Speller married three times in his life. In the 1930s he married Elnora Davis, only to separate shortly thereafter. Between 1939 and 1941, he married Mary Lee Shorter, who was from Memphis, Tennessee.Seeing an opportunity to move even a little further north, Speller and Mary moved to Memphis in 1941.Together, he and Mary had five children before their divorce.
In Memphis, he worked a succession of day-labor jobs, and by night played blues at venues on the neighboring, historic Beale Street. Speller was an accomplished blues musician who played with Muddy Waters and Howlin' Wolf. When Howlin' Wolf moved to Chicago, he urged Speller to join him and become a part of his permanent ensemble, but Speller declined, saying Chicago was too cold for him.He retired from working as a grounds keeper for the Memphis city parks commission in the mid-1960s.

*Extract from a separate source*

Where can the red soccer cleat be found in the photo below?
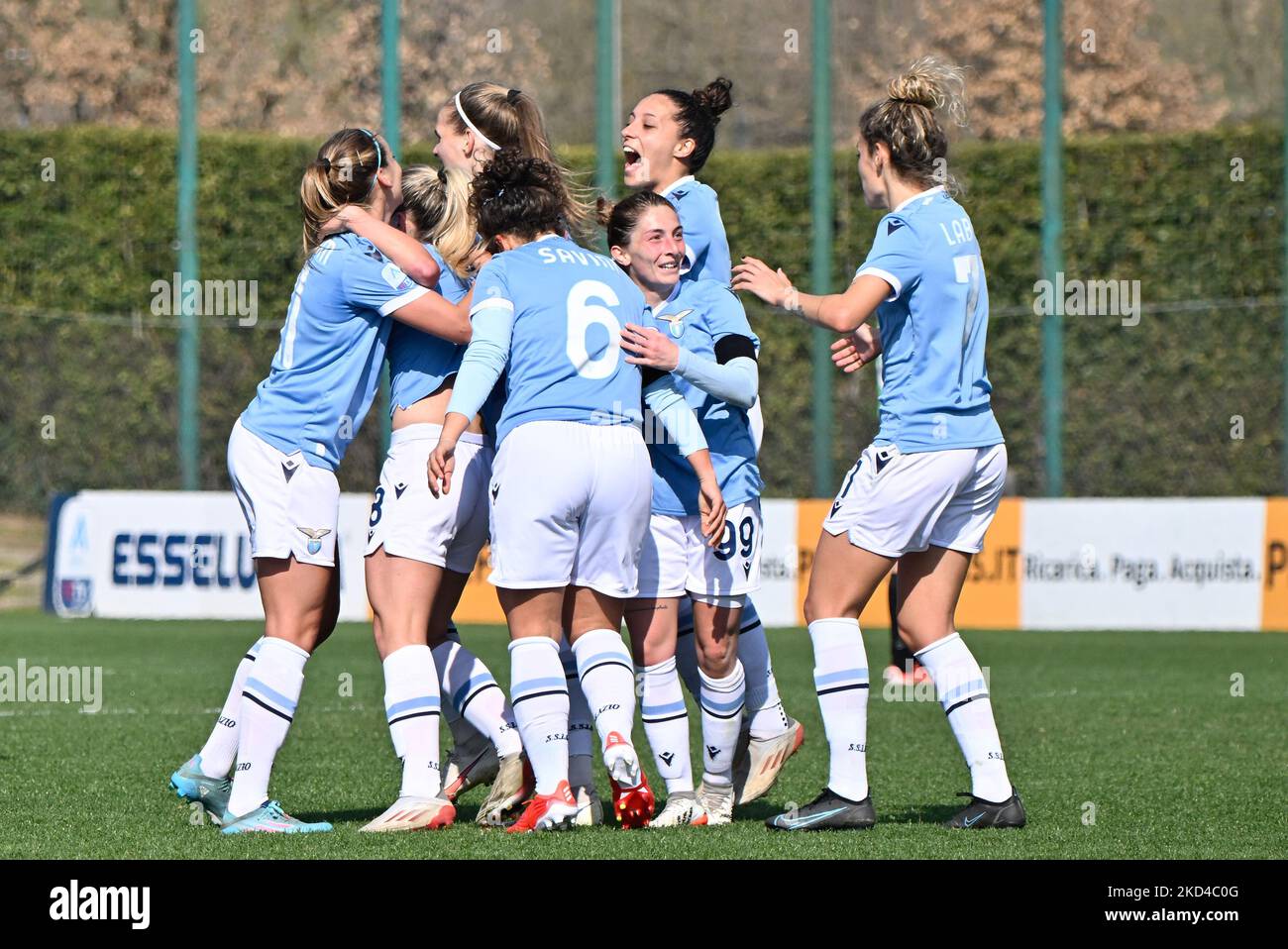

A few years before his retirement, Speller met Georgia Verges, a fellow artist. They married in 1964 and had a "near perfect marriage", according to Speller's son William. They had no children together. Georgia was also a painter whose subjects were often undulating figures engaged in multi-person orgies set on colorful landscapes. She became very ill in the mid-1980s and stopped creating work a few years before her death in 1988Speller's art and health declined soon after her death.He began to lose his sight in 1990, and therefore the will and ability to make art.He died in 1997.
Career
Henry Speller began drawing and painting when he moved to Memphis, Tennessee, in 1941. He also collected used, discarded materials to fix, re-appropriate, or sell while he worked for the Memphis sanitation department.
Materials
Throughout his career, Speller maintained a preference for large format paper for his drawings, typically 19 in × 20 in (480 mm × 510 mm). He outlined his subjects in graphite pencil, then filled in the figures and block patterns with crayons or colored pencils. All of his works fill the page to the edges, except his renderings of single figures, which stand alone against a white background. Speller made thousands of drawings in his life-time. Despite his many moves across Memphis, hundreds of his drawings have survived.
Subjects
Speller is best known for his drawings of detailed houses, modes of transportation (trains, cars, riverboats, and planes), and adorned figures, particularly women.His figures are often white women with angular faces, round breasts made of concentric circles, and exposed genitals with common southern Caucasian names, like "Katie Mae" and "Lisa Jean". Through these characters, Speller creates a metaphor for mobility and freedom in the Jim Crow South, which white women, and even some black women, can attain, but are inaccessible to him.
Patterns play a crucial role in Speller's composition. Stripes and grids function as movement from one plane to another, such as from clothes to skin or from inside to outside of a building. Art historians have drawn a connection between Speller's patterns and African American quilt-making traditions, with their improvised rectangular and square grids.
Slipping daily between unending manual labor and the solace of blues nightclubs brought forth the contrasts in Speller's work. His visual style, and those that mimic it, has become known as "blues aesthetic." Blues music influences this visual aesthetic by creating fantasy from pain observed first-hand. "This theme in turn fits within the realm of the grotesque and the abject, depicting a shifting, wavy body that threatens to exceed containment."